6. As formas de trabalho humano nos recantos do mundo já não escapam mais a subsunção ao capital. Por outro lado, o trabalho torna-se cada vez mais supérfluo com as novas formas de produção que utilizam máquinas e equipamentos com grande densidade tecnológica. Chama atenção como a administração familiar ao longo dos anos vem sendo rapidamente varrida das empresas em todo mundo, para dar lugar a uma administração 'profissional' que se ajuste a uma competição feroz e crescente do capitalismo em crise. Portanto, já não é mais supérflua só a força de trabalho dos trabalhadores desempregados, mas também dos capitalistas da administração familiar não adaptados aos novos tempos de fazer dinheiro com rapidez e a qualquer custo, ou os que administram empresas com recursos insuficientes para investimentos em tecnologia e gestão quando se tem que  lidar com a velocidade estonteante do capital financeiro metamorfoseando-se nos mercados.
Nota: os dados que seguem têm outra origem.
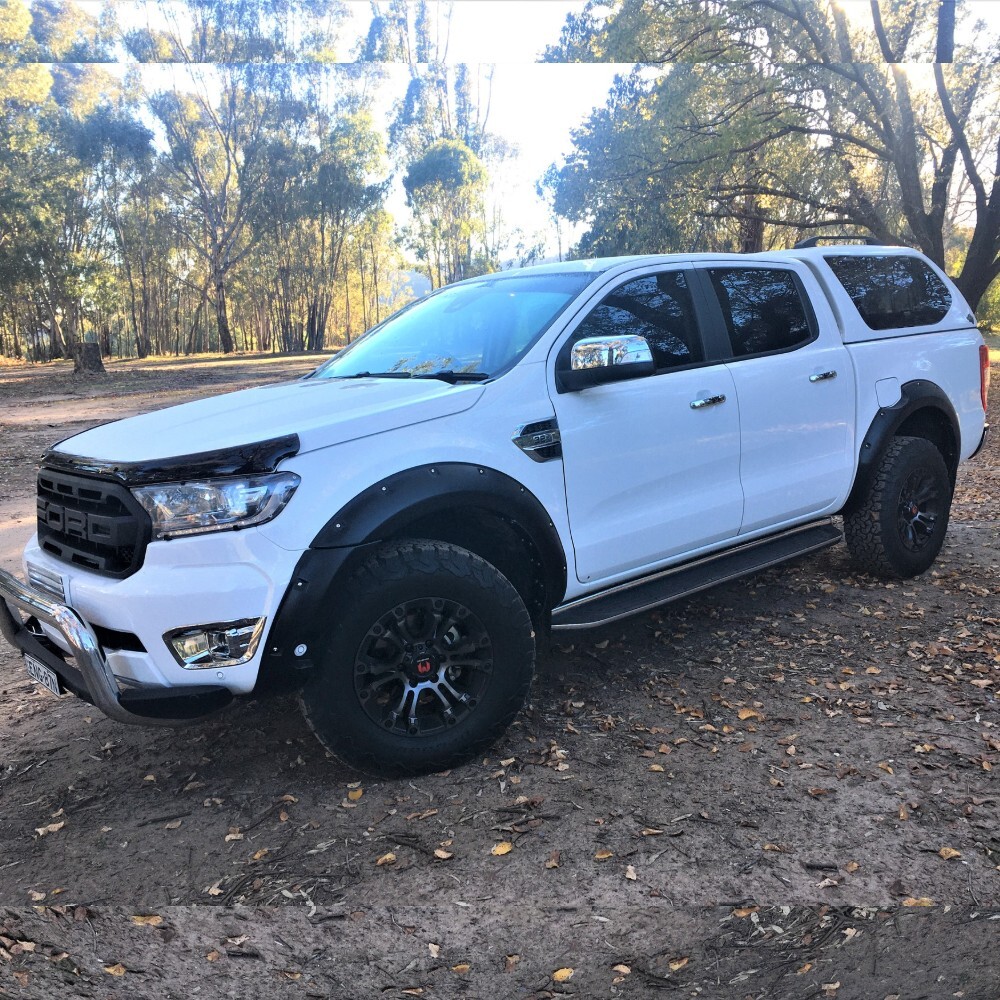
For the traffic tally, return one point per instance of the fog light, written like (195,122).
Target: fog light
(223,644)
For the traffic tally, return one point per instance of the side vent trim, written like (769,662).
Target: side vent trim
(539,440)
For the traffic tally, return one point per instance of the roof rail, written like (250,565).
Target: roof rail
(814,241)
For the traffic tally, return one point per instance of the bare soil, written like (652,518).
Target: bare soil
(785,787)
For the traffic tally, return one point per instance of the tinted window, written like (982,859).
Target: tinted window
(762,307)
(892,291)
(657,307)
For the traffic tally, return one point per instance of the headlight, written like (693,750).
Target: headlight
(215,504)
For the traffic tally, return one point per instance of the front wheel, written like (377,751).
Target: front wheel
(429,661)
(898,531)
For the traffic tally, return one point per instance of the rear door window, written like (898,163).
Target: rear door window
(763,309)
(892,291)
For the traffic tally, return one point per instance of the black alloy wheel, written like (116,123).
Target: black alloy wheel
(920,508)
(429,658)
(423,666)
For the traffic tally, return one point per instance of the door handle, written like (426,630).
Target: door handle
(700,404)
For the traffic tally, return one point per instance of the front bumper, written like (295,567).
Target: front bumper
(90,676)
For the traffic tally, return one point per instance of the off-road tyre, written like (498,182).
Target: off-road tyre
(384,652)
(898,529)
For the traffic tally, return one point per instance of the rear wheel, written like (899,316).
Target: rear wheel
(899,529)
(429,661)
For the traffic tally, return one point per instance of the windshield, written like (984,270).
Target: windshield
(470,331)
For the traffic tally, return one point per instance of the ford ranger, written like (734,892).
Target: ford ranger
(538,450)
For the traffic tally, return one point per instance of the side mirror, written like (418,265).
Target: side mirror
(596,360)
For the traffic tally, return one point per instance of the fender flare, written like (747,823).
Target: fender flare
(915,396)
(379,512)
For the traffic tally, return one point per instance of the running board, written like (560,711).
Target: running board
(649,592)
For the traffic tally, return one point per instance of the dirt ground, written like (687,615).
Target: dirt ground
(785,787)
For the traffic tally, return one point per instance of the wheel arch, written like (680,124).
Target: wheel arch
(923,410)
(475,507)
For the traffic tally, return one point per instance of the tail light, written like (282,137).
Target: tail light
(984,374)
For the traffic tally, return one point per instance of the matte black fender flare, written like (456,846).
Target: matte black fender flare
(914,396)
(382,511)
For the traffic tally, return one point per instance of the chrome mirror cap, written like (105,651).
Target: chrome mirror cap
(606,352)
(596,360)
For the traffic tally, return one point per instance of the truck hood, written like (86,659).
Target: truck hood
(321,412)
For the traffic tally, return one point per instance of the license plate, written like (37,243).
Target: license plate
(40,673)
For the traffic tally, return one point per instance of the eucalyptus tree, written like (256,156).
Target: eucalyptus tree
(219,125)
(804,116)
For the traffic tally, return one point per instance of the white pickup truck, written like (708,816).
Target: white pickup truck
(545,449)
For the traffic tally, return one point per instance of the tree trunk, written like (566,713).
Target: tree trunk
(87,359)
(222,316)
(946,32)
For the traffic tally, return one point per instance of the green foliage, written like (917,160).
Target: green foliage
(445,189)
(778,117)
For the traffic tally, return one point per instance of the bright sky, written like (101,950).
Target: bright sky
(533,105)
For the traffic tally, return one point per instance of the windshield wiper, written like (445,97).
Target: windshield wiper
(447,375)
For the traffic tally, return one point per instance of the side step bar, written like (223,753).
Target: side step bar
(649,592)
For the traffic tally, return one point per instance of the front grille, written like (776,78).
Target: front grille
(91,523)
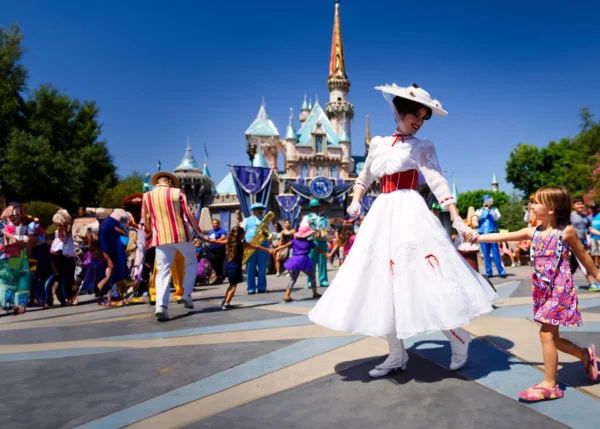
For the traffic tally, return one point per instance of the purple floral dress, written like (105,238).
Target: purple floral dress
(554,297)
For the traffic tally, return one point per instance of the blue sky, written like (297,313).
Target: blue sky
(507,72)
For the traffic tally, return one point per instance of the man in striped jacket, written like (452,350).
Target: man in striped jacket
(166,215)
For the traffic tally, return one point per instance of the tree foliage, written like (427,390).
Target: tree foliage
(50,147)
(568,162)
(114,196)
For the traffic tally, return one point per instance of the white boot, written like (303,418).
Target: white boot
(459,342)
(395,361)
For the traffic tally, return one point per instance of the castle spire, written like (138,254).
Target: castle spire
(337,62)
(367,136)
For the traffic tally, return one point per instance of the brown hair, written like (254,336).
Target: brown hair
(235,236)
(558,198)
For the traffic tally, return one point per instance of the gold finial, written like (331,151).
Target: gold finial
(337,64)
(367,136)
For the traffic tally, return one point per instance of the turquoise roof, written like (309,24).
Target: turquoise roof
(188,162)
(345,137)
(227,186)
(205,170)
(304,103)
(259,161)
(359,164)
(317,115)
(290,132)
(262,125)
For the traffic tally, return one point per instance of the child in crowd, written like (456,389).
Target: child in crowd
(554,298)
(234,254)
(300,261)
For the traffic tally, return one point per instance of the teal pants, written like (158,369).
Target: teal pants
(319,261)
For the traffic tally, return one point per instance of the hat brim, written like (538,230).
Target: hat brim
(405,93)
(160,174)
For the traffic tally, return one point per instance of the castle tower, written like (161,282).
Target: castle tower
(367,137)
(495,186)
(197,185)
(304,111)
(338,107)
(263,138)
(290,141)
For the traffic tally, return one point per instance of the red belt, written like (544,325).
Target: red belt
(404,180)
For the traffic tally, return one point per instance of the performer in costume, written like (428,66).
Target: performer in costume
(320,225)
(488,216)
(166,214)
(403,276)
(259,260)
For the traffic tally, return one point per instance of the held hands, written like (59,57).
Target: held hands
(469,235)
(354,209)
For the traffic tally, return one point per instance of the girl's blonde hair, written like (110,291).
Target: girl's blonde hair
(557,198)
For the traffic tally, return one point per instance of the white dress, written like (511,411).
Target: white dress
(403,276)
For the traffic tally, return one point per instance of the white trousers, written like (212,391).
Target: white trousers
(164,259)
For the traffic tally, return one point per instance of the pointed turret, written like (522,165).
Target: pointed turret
(495,185)
(337,62)
(262,125)
(305,110)
(367,136)
(338,83)
(188,162)
(290,132)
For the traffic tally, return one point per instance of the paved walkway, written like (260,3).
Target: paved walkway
(265,364)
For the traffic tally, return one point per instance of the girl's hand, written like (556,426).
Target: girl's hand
(354,209)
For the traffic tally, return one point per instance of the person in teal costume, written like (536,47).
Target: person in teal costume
(318,222)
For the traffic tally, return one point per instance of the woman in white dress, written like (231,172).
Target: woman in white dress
(403,276)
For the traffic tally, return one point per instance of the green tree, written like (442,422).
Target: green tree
(13,77)
(473,199)
(566,162)
(42,210)
(50,146)
(512,213)
(114,196)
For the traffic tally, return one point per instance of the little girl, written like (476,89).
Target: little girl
(345,239)
(234,254)
(554,297)
(300,261)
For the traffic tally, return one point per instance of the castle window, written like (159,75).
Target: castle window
(334,172)
(304,170)
(319,144)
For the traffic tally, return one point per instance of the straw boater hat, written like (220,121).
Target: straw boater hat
(171,176)
(416,94)
(303,232)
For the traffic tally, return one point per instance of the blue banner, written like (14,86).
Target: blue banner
(289,207)
(252,185)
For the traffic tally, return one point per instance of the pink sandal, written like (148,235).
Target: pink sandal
(539,393)
(592,367)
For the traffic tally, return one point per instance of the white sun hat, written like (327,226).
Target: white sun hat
(413,93)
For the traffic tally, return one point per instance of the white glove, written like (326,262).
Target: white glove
(464,230)
(354,209)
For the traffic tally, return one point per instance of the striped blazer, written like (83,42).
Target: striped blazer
(165,213)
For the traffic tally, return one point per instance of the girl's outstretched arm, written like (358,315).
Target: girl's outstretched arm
(570,237)
(524,234)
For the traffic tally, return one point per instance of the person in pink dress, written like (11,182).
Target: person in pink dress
(554,297)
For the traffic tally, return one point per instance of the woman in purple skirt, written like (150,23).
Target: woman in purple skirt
(300,261)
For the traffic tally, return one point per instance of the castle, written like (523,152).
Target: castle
(320,147)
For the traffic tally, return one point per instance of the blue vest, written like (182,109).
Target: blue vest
(252,223)
(487,223)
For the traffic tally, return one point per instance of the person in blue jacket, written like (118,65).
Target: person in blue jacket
(257,264)
(488,217)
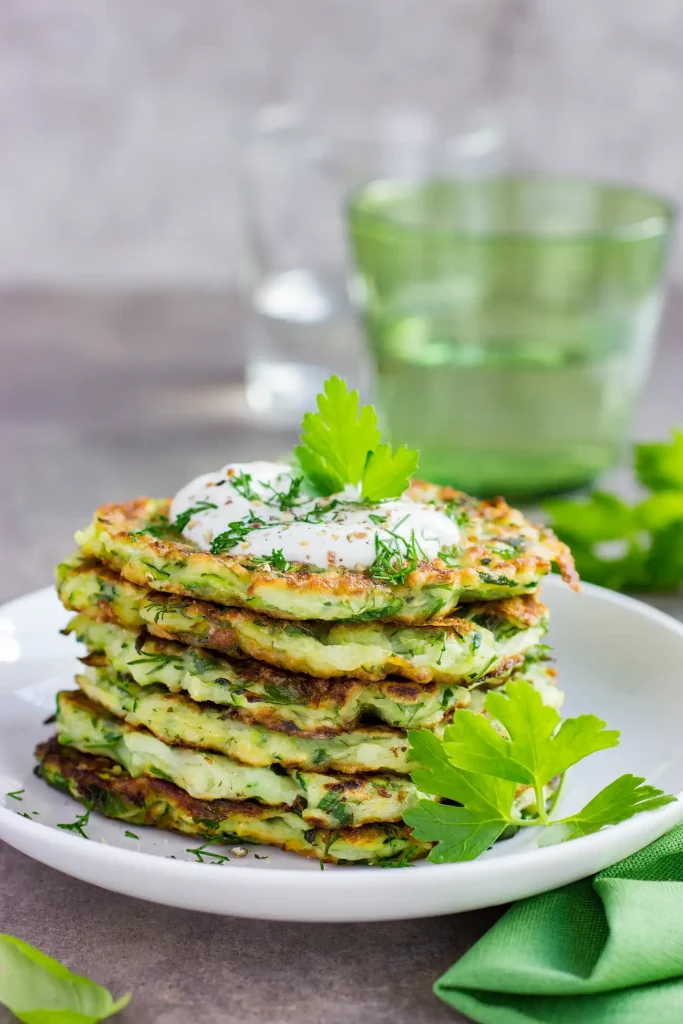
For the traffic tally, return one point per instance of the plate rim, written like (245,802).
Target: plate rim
(363,878)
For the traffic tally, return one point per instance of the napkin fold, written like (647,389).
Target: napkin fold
(604,950)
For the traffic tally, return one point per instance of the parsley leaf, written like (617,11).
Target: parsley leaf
(536,753)
(479,768)
(659,467)
(36,988)
(461,833)
(388,473)
(627,796)
(339,435)
(340,445)
(630,547)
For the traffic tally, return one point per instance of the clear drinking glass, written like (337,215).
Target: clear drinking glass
(511,321)
(295,174)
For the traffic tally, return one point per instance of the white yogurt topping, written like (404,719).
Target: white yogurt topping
(337,530)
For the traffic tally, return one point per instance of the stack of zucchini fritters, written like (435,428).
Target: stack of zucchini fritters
(235,700)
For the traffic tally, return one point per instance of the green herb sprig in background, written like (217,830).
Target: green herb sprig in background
(41,990)
(478,768)
(625,546)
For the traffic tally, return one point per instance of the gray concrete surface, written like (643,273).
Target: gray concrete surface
(103,396)
(116,116)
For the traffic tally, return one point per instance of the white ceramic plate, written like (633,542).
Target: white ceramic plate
(616,657)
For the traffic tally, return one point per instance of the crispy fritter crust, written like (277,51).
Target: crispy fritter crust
(117,536)
(454,649)
(111,791)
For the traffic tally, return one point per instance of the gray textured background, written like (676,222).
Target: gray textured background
(115,115)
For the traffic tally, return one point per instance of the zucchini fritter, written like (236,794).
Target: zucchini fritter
(488,638)
(297,705)
(178,720)
(500,555)
(102,784)
(323,801)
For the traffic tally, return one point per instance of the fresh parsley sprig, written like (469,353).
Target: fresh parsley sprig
(478,769)
(630,546)
(340,445)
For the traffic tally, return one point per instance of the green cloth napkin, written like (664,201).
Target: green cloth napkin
(605,950)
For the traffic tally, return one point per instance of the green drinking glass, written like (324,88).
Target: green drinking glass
(512,323)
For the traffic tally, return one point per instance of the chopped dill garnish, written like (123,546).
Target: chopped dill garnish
(201,852)
(185,516)
(80,823)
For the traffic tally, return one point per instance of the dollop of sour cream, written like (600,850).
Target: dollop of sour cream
(321,531)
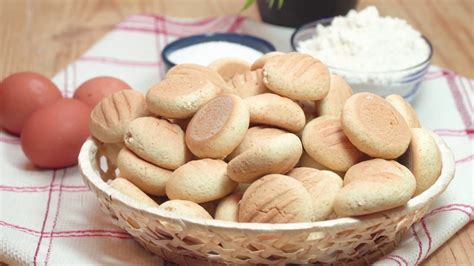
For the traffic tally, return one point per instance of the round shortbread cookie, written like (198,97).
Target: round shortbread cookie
(259,63)
(273,110)
(248,84)
(200,181)
(228,67)
(278,155)
(374,126)
(255,136)
(307,161)
(111,115)
(130,190)
(111,150)
(194,69)
(148,177)
(423,158)
(309,109)
(297,76)
(276,199)
(185,208)
(157,141)
(405,109)
(324,140)
(323,187)
(228,208)
(218,127)
(339,92)
(180,96)
(373,186)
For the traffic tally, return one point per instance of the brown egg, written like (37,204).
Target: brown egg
(92,91)
(52,136)
(20,95)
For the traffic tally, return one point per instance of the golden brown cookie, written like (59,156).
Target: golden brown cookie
(180,96)
(200,181)
(373,186)
(185,208)
(255,136)
(228,67)
(247,84)
(297,76)
(309,109)
(273,110)
(194,69)
(259,63)
(374,126)
(228,208)
(148,177)
(278,155)
(323,187)
(307,161)
(324,140)
(218,127)
(276,199)
(405,109)
(423,158)
(111,151)
(130,190)
(110,117)
(339,92)
(157,141)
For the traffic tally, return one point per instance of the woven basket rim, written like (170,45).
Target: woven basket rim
(91,176)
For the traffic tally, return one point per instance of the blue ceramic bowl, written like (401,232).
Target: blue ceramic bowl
(242,39)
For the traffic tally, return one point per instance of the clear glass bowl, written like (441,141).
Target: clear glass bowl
(404,82)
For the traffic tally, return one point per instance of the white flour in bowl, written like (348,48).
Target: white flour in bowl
(206,52)
(366,42)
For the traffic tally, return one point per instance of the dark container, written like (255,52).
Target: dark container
(295,13)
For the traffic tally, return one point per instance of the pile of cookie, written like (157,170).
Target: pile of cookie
(279,141)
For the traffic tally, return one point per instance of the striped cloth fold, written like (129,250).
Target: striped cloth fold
(49,216)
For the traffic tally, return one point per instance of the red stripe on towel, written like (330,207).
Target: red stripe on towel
(45,218)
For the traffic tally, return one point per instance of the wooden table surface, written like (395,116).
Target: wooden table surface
(45,35)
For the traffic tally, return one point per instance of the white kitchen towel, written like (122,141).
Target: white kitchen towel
(49,216)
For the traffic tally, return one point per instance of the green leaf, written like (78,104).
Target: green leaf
(280,3)
(270,3)
(247,4)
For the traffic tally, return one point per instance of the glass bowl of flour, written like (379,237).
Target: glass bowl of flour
(383,55)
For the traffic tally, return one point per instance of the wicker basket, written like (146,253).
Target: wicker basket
(202,242)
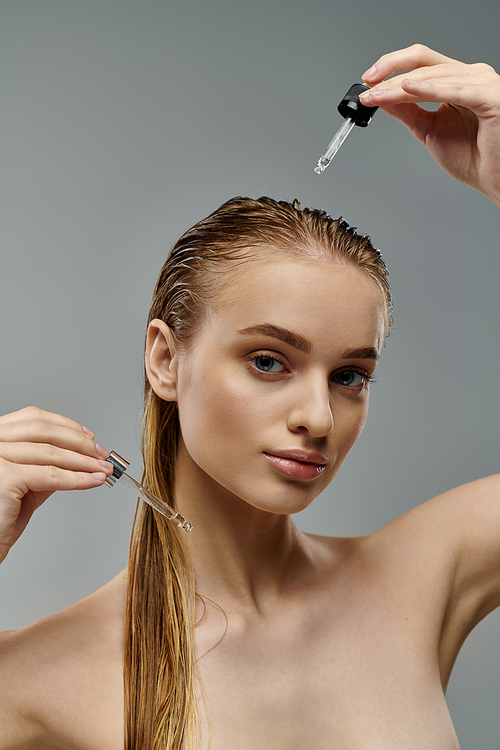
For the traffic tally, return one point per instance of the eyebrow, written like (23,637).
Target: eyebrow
(302,344)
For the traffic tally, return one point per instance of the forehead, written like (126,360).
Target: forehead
(325,300)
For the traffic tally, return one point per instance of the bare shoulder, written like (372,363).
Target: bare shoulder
(63,670)
(442,561)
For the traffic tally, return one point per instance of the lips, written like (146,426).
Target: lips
(298,464)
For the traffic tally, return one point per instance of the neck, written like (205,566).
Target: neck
(243,556)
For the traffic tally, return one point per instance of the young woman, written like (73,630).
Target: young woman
(265,329)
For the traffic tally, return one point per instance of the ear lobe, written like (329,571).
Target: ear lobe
(161,360)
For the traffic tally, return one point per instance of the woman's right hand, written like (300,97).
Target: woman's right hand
(40,453)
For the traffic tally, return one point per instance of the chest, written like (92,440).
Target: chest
(362,681)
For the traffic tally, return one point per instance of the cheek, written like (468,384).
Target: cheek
(218,417)
(349,423)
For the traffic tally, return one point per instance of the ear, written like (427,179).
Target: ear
(161,360)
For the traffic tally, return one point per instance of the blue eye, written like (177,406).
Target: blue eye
(267,364)
(350,378)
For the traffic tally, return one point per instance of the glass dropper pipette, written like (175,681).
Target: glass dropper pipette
(354,113)
(119,465)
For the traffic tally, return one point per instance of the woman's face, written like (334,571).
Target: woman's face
(273,391)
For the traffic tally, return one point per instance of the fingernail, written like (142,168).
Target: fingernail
(377,93)
(370,73)
(101,451)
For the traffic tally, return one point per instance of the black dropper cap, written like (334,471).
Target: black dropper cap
(350,106)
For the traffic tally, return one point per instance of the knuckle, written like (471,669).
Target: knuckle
(50,452)
(53,473)
(32,411)
(40,425)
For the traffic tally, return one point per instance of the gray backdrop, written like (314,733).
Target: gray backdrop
(124,122)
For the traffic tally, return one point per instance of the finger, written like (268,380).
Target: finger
(19,479)
(418,121)
(33,412)
(416,56)
(480,94)
(45,454)
(41,430)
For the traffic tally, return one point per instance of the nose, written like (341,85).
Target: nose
(311,409)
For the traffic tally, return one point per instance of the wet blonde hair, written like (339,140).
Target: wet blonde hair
(161,704)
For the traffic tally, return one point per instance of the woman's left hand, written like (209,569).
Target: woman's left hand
(463,135)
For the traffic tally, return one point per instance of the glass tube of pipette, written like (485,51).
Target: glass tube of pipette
(334,145)
(155,502)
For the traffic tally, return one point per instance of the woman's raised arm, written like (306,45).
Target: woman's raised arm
(40,453)
(463,135)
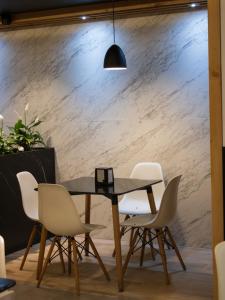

7. No momento em que Marx dissecava a lógica interna do capital, ainda se preservava algumas formas de produção artesanal ou pré-capitalista. A medicina, o ensino, a arte e outras formas de produção autônoma que pareciam resistir ao tempo foram empresariadas. Mesmo o mais singelo consultório, ou o mais animado artista de rua, estão umbilicalmente ligados à geração de valor e, em última instância, na sua relação com o todo da sociedade capitalista, de fazer dinheiro, não importa o serviço que estão a oferecer ou a qualidade da arte que se propõe a expressar. Nada hoje escapa a lógica do valor, nem as mais santas cabeças. Já nascemos imersos nesse substrato que invade e domina nossas mentes, define nosso jeito de ser apressados atrás do dinheiro, transformando-nos em zumbis do valor. Emancipar é nos libertar, num esforço coletivo, dessa situação que nos aprisiona.

8. A emancipação passa pelo despertar desse sono letárgico em que os humanos foram lançados, embalados pelo desejo de acumulação de riqueza abstrata. Esse despertar pode ser os primeiros passos para saída da crise, que não podem ser dados sem buscar a emancipação. O impasse entre essa possível saída e o aprofundamento da crise, se duradouro, pode jogar homens e mulheres em décadas ou séculos de horrores, impossível predizer. Por outro lado, o tempo para conter a velocidade dos espasmos destrutivos da economia capitalista e as mudanças climáticas advindas da lógica dessa forma produção, vai se encurtando. Buscar sair da crise em direção à emancipação é lutar para deixar de ser zumbi da coisa-mercadoria, coisa-dinheiro, domar a produção desencantando o seu produto para que de fato possa atender as reais necessidades das pessoas em equilíbrio com a natureza.